We cook a lot of recipes and experience the joy of passing them along to readers as if to friends, as if to family. We revel in the delight of discovery — the new and the forgotten, the dark news along with the light — and we take great pleasure in reporting on what we have found.

It is a marvelous way to make a living. And we put together The New York Times Food Festival to celebrate that world, to introduce our readers to what we cover as we cover it, to offer the chance to experience New York City as we ourselves experience it, at its best.

So we have asked the chefs and owners of more than two dozen of the city’s best restaurants to join us in Bryant Park on Saturday and Sunday to serve their interpretations of the food you might generally find at a street fair, along with the best of the Brooklyn-based, open-air food market Smorgasburg.

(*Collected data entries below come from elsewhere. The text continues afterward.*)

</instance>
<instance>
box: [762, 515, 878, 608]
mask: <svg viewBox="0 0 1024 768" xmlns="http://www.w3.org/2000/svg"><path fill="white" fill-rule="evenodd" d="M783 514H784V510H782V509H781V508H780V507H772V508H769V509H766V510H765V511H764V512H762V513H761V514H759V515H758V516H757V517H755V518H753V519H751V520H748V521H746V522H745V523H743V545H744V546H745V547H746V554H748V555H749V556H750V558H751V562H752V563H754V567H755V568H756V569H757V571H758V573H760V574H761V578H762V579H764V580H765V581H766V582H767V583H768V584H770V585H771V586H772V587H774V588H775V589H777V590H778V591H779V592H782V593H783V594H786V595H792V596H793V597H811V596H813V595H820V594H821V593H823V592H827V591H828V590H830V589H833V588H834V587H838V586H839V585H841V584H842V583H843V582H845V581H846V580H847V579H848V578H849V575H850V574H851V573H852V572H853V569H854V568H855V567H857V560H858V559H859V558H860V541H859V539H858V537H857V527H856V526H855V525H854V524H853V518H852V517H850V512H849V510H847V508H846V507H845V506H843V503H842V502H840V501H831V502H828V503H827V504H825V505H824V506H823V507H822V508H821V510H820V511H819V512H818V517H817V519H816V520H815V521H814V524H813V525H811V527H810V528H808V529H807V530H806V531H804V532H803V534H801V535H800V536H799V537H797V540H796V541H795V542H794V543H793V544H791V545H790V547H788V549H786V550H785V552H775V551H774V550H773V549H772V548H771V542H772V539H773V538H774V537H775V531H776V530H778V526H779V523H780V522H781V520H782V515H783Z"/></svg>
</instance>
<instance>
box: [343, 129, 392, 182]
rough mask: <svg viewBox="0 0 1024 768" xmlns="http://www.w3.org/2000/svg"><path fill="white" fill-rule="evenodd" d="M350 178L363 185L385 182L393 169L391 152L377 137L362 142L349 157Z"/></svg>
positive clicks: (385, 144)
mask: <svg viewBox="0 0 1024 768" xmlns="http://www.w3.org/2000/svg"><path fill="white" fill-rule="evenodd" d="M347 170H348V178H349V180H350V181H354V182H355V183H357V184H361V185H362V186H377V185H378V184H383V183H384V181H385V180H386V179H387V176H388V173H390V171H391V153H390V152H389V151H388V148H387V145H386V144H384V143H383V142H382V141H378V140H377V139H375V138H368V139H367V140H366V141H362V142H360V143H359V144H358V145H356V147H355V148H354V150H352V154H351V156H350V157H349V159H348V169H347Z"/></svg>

We put together a marketplace there, selling our favorite ingredients, and we invited some of the city’s best chefs to demonstrate their singular cooking techniques, on a stage, in conversation with our reporters. At the same time, in TheTimesCenter, nearby, we will gather some of the most influential and interesting voices in food, restaurants, policy and design to talk onstage with our reporters and critics about the subjects that fill our pages and motivate our reporting.

Finally, we’ll dive deep into the world of our restaurant critic Pete Wells, at a series of dinners at restaurants that are among his favorites in the city, dining rooms in which he’d spend his own money on his own time, for pure pleasure.

These restaurants — among them one of the city’s most exclusive sushi emporiums and what amounts to a neighborhood pizza shop — have created menus for the event that celebrate the virtues Mr. Wells highlighted in his reviews of their work. They offer a view into his sensibility: catholic in taste and technique; unstinting in excellence; and they celebrate some of what makes New York City’s restaurants great, right now, in the fall of 2019.

So far as we know, this is the first food festival The Times has presented in its 168 years in print. We very much hope that you will join us for it in New York during the first weekend in October and that it will become a regular event for us and you for years to come.